Seeing her reading has really got my interest for reading up again. I love a good book, but it has to tickle me. I loved reading just like the kids when I was at school but when I left the interest just fell. I love a good book, its finding the right one.

That leaves me with the mission of finding me something good to read, some good series for Libby to pick up on and something that is age appropriate for Regan. (Next post)

A Baking day is on the cards for the week after next.

(If you have any suggestions of books, baking ideas and/or cheap/free things to do then please feel free to comment)


Then of course we had hospital on Tuesday.

If you haven’t read my previous post, Too Erivedge or Not??? , then have a quick read. ( I will let you catch up 🙂 )

Right, well I had my questions ready and these are the answers I got…

  • What are the most common side effects within the patients that are already taking it in their care?

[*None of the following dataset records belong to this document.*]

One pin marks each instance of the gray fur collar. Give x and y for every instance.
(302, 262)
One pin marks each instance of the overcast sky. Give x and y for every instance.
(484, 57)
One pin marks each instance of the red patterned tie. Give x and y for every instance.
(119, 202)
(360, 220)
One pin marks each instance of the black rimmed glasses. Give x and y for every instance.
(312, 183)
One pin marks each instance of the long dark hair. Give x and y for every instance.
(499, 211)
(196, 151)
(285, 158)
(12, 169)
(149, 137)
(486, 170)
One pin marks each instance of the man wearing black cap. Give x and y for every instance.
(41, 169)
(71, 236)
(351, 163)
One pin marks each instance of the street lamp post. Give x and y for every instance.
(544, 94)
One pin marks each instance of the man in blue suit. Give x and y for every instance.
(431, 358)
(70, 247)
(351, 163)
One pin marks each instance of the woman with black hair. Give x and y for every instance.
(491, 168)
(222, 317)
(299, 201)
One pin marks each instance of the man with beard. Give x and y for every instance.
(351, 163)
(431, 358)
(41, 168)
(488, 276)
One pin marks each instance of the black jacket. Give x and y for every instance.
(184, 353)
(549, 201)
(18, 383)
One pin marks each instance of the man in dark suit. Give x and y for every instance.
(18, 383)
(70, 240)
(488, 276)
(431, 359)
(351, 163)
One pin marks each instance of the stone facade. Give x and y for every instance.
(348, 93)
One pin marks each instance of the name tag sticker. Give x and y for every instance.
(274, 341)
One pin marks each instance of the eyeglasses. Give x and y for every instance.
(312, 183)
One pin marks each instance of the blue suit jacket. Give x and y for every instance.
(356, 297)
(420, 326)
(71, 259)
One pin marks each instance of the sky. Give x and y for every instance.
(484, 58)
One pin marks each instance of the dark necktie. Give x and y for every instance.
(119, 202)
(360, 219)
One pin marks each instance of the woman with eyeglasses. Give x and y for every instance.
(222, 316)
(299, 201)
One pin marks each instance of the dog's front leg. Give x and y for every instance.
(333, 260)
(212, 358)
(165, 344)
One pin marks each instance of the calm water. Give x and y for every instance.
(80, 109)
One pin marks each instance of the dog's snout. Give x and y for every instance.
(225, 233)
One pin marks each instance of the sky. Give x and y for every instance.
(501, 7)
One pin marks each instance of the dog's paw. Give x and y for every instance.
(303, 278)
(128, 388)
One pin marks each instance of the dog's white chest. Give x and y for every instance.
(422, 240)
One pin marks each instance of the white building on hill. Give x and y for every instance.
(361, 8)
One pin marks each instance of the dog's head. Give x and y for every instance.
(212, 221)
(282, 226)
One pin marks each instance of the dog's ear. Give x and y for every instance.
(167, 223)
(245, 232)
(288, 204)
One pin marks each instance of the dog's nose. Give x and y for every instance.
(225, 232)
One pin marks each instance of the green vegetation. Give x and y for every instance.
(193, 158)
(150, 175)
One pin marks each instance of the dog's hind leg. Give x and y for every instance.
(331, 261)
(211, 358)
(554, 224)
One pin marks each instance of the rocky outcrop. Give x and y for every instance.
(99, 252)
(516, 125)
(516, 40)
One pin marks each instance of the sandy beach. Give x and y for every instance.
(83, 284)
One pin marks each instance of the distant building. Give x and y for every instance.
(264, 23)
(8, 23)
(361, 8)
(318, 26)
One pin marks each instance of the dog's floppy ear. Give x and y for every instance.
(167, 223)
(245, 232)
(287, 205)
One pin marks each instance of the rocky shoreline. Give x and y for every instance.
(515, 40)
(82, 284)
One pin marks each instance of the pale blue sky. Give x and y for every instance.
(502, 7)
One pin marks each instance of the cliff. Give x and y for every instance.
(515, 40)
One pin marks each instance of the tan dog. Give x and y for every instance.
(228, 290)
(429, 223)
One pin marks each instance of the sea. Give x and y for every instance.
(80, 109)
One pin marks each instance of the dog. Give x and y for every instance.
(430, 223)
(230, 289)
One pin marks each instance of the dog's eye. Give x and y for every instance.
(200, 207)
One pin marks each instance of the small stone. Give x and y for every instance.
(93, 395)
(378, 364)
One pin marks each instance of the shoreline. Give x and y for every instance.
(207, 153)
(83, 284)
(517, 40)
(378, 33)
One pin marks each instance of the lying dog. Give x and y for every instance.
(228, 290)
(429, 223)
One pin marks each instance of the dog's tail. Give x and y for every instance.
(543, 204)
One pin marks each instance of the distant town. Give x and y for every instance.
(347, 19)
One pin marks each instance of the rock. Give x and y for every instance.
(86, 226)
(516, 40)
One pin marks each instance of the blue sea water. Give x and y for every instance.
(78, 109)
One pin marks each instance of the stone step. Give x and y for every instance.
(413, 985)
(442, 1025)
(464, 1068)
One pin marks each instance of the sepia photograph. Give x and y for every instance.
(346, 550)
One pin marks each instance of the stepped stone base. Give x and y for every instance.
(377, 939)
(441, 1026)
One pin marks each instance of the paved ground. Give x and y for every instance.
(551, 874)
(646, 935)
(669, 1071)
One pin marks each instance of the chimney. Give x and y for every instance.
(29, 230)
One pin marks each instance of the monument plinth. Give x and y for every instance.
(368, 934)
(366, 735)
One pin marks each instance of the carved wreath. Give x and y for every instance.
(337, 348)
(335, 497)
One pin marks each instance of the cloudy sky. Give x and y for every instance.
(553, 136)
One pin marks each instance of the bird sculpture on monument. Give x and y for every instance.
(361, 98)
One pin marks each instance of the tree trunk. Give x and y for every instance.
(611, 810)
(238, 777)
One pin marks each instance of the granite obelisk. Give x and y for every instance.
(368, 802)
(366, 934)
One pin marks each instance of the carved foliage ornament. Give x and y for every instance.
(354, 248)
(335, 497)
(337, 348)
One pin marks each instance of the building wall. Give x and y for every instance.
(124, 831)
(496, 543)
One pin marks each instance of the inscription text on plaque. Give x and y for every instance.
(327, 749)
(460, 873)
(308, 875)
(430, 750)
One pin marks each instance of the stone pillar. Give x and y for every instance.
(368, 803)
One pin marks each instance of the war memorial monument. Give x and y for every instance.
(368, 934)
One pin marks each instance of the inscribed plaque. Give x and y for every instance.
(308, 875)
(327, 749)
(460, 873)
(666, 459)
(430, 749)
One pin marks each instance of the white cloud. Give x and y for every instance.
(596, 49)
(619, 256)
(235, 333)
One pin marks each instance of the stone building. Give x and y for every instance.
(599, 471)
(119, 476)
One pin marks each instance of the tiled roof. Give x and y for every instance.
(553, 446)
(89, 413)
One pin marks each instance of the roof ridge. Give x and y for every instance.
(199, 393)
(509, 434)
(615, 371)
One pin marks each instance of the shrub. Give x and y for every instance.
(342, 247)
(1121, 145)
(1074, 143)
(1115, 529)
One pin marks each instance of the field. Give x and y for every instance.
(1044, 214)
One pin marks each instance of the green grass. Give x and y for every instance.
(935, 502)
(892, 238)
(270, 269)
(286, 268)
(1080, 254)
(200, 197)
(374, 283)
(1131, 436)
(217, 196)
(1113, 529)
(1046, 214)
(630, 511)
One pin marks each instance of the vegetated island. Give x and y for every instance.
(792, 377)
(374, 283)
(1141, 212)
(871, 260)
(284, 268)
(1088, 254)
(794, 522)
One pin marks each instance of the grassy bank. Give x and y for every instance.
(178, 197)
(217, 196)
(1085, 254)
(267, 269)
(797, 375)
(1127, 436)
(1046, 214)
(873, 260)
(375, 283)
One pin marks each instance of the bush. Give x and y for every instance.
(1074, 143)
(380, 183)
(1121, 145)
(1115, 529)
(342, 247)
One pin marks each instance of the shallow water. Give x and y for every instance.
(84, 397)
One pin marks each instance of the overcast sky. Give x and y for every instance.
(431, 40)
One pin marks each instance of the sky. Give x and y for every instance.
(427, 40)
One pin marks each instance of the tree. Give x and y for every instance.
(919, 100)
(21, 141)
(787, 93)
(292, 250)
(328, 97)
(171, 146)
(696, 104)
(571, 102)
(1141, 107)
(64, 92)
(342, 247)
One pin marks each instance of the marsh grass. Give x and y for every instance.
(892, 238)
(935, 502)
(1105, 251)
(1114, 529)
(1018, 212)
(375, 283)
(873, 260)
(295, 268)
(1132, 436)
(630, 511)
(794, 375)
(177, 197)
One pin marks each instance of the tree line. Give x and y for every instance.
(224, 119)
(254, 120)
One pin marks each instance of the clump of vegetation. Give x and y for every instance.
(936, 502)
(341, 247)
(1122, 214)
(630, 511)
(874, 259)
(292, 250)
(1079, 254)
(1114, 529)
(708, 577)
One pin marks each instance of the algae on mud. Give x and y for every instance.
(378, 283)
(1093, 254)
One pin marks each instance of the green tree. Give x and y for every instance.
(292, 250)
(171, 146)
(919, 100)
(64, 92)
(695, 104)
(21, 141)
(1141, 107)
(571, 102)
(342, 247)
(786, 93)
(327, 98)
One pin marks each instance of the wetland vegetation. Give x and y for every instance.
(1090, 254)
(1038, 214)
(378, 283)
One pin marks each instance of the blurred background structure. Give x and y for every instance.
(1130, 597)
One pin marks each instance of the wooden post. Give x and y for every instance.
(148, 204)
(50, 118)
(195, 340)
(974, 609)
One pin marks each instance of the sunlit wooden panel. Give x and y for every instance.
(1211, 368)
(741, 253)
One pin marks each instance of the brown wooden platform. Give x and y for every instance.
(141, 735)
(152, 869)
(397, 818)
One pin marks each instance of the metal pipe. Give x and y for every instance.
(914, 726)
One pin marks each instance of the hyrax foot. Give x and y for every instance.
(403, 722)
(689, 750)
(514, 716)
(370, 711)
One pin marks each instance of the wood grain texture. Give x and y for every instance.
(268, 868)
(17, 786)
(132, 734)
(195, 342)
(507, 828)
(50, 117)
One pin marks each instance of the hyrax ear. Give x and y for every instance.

    I asked this question and was told that most patients with side effects will get a degree of muscle spasms, hair loss and appetite issues. Mark asked how many patients they currently had who were experiencing no side effects what so ever. To this she replied, we do have patients who have no side effects, in fact there are a few.

  • How many patients have stopped taking it because of the side effects? (Bearing in mind the words used by CR UK are “You keep taking the treatment until it stops working or the side effects become too great.”

    Quite a few, but then those that persevere find that the side effects become less extreme over time.

  • Is it going to interfere with me starting college and working? (I have less concern about work than college as I work from home and have an amazing employer)

    I am likely to suffer fatigue, but if I structure and routine my days then this can be managed

  • Will it have a knock on effect in every part of my life?

    Until I start taking them there is no way of knowing, each patient is different, only time will tell.

  • If/When I stop taking it, will it mean I am more prone to cancer than I was before taking it?

    It is specifically aimed at BCC growth, and there is no evidence to suggest that this is the case.

  • Will it mean that my growths increase in growth speed?

    There is no evidence to suggest that this would happen.

The other question I had was, “Can I start when the kids are back at school?”, I am very thankful that the answer was “yes”.

The paperwork was signed, the vampires stole some blood and I return at the beginning of September to collect the drugs.

I can’t say I am 100% convinced by the whole thing but then I fear any new treatment or procedure. Then I guess that is only natural, fear is a good sign, means I am human, well at least that is what I am told.